Alain Rézette, Amour dure toujours

Une note de lecture d’Igolène.

12 mars 2014, un homme de 84 ans meurt à l’hôpital de Haïfa. Il s’appelle Joshua Ovadyah, il était né le 3 février 1930 à Florence, il dirige une importante société spécialisée dans la sécurité, ses deux fils l’accompagnent à la tête de l’entreprise. Sa femme Haviva et ses deux fils, David et Sam, n’ont pas pu arriver à temps, mais, inconscient, il n’aurait reconnu personne.

Avant de sombrer  dans le coma il a, non sans violence, confié à l’infirmière qui  veillait : « Nove anni per niente ! ». Cette déclaration jette un froid, une inquiétude, chez David et Sam, Haviva s’enfermant dans une attitude « passive et pensive ». Avec audace, David ôte du bras de son père le brassard dont Josh disait qu’il dissimulait le tatouage de son numéro de détention au camp d’Aushwitz où il avait été incarcéré quelques mois. Mais, surprise, le tatouage montre un chat assis et une signature : Marguerite !

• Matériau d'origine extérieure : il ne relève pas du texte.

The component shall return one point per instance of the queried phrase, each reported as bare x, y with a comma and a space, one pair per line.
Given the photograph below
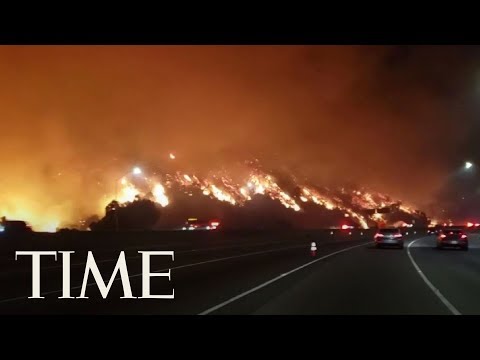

Et voilà le lecteur parti, dès la quatrième page du récit, à la recherche des clés du mystère : Qui était cette Marguerite signataire du tatouage ? Que sont ces neuf années « pour rien » ? Comment ce tatouage est-il arrivé sur le bras de Josh ? Où est le tatouage d d’Aushwitz ?

On aura les réponses trois-cents-pages plus loin, après une infinité d’épisodes, de questions, de découvertes, de suspense continu, sans le moindre entracte, après des kilomètres avec David dans des voitures du luxe, entre Florence , où Josh était né et avait vécu avant son mariage avec Haviva et la création de son entreprise en Israël, et Forcalquier où l’on apprend très vite que Marguerite, Marguerite Brémond, est née, a en parti vécu et s’est suicidée. Et il faudra attendre les toutes dernières pages pour enfin tout savoir.

Le voyage est conduit par une écriture précise, sans fioritures, qui  introduit les uns après les autres personnages, situations, villes, chacun avec une atmosphère spécifique. Le développement de l’intrigue est construit dans une architecture qui permet au lecteur de ne jamais perdre la boussole. Les indices qui conduisent à l’issue sont savamment distillés petit à petit, dès le tout début de la narration avec l’attitude « passive et pensive » de Haviva . Et si l’on veut un fil rouge, c’est tout simplement une Histoire d’Amour.

Un tout premier roman, qui m’a enchantée.